The A part of the tune makes us yearn for the B part, the way Oreo cookies make us want milk. And the B part of a good tune makes us want to get back on at the beginning and do it all again. There are many tunes where there is some question as to which is the A part and which the B, both parts call for each other like puppies and little children. Over and over and over, like chant, till we are mesmerized, walking around on a sonic landscape unaware of the world. Its almost like the tune never ends. After a while it just stops.
A tune tells us a story. The better the story and the better its telling, the better the tune. Great tunes tell unforgettable, timeless stories, that delight us anew with each hearing.
I am not talking about the feelings and experiences of our lives evoked by the tune. I don’t mean the way someone can sing my life, or how a tune might conjure up the adventure of a new love, or the loss of an old one.
I am referring to something deeper - the way the tune is about itself. A great tune takes us on a unique little acoustic journey - a travel story told in the language of melody and rhythm - without necessary reference to anything outside of itself. And the more fun the journey, the better the tune.
The journey of a tune should of course surprise and delight, by providing interesting and unforeseen elements. But in order to surprise us the tune needs to establish expectations - which are then in some way pierced. It is a very precarious balance, between the familiar and comfortable and the fresh and exciting. Avoiding cliche on the one hand, and heading off alienating novelty on the other. Finding this enchanting balance - that is what separates a great tune from a merely good tune.

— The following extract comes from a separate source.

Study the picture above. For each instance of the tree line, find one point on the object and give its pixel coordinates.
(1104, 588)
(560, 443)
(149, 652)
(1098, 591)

In a great tune, we respond upon first hearing as if we have always known it. You don’t have to “break in” a great tune. It is like a brand new “old friend”, talking to us about new and exciting things, but talking familiarly, confidently, in a language we understand, have always understood. Somehow it is new and simultaneously very old - fresh and even strange perhaps, while being intimate and conversant with our personal universe of musical experiences.
I know I have been playing well when someone compliments the tune I am playing - as opposed to my playing of it. “What a lovely tune” means more to me than “good job, great playing on that”. The hand of the craftsperson is invisible. Which is the better compliment to the carver of duck decoys - that people like his work or that ducks come close to snuggle.
I like it best when I, like the craftsperson, have become invisible, the music I am playing has transcended my playing of it, and become of interest and delightful on its own. I mentally step back a bit and see the tune as the others sees it, and marvel as my hands and fingers and pick find themselves in service of the music itself, compelled along not by my will, but by the narrative logic of the tune.